Andreessen Horowitz-Backed Swedish Startup Brings A.I. to Dentists’ Chairs
As A.I.’s capabilities grow, the technology is creeping into workplaces, schools, homes and possibly dentists’ chairs soon. Dentio, a Swedish startup betting on dental clinics as a prime use case for A.I. assistants, has just secured $2.3 million in fresh financing to support its ambitions. Andreessen Horowitz led the startup’s pre-seed funding round, with other participants including venture capital firm Inception Fund and startup incubator SSE Business Lab.
“Our thesis from day one has been straightforward: we want to get rid of the administrative burden in dental care,” said Dentio in a post announcing its funding round today (Jan. 27).
Dentio was co-founded by 23-year-olds Lukas Sjögren, Anton Li and Elias Afrasiabi, who first met as high school classmates in Stockholm. Its origins were spurred by watching Li’s mother, a dentist, navigate administrative challenges such as clinical documentation, insurance management and outdated systems. “Dentists have not adopted software, and they don’t spend nearly enough on [it],” Afrasiabi told Observer via email.
The trio set out to tackle those problems by building A.I.-powered software that supports everything from clinical notes and tooth status analysis to referrals, treatment plans and even procedure codes generated during treatment—all with the goal of cutting down on grunt work that takes up unnecessary hours and effort. Roughly 81 percent of young dentists cited stress and time pressure as their greatest challenge, according to a 2024 Swedish report, while 47 percent pointed specifically to administrative tasks.

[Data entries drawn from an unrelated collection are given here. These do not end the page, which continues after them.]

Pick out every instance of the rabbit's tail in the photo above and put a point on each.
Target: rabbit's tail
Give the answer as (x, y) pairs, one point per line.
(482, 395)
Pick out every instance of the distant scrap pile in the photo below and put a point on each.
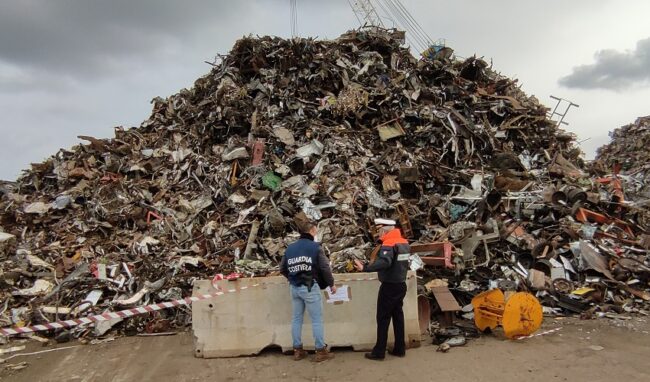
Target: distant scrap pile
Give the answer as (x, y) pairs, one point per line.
(337, 132)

Dentio’s A.I. assistant has already made its mark in clinics. Its products led to an average time savings of five to seven minutes per patient visit, according to a survey of 50 dentists using Dentio—88 percent of whom claimed the startup has increased job satisfaction and reduced stress at work.
With its new pre-seed funding, the company says it is ready to “revolutionize dental documentation through A.I. technology.” Currently serving all major cities across Sweden, Dentio plans to expand into other Nordic countries such as Norway and Finland before launching a “broader European expansion” later this year, said Afrasiabi. To support that growth, the startup is also hiring for seven roles across engineering, customer relations and sales.
The company isn’t alone in applying A.I. to dentistry. In the U.S., Overjet, a startup using A.I. to analyze dental X-rays among other services, reached a $550 million valuation last year after raising $53.2 million. In 2024, another dental A.I. startup, Perceptive, raised $30 million from investors including Y Combinator and Ed Zuckerberg, a dentist who is also the father of Mark Zuckerberg.
Dentio is targeting an increasingly lucrative market. The global dental services market, valued at $672 billion in 2025, is expected to grow by nearly 5 percent this year and reach $890 billion by 2031, according to Mordor Intelligence. Dental clinics—Dentio’s core customer base—accounted for the bulk of 2025 revenue, surpassing hospitals and app-based teledentistry providers.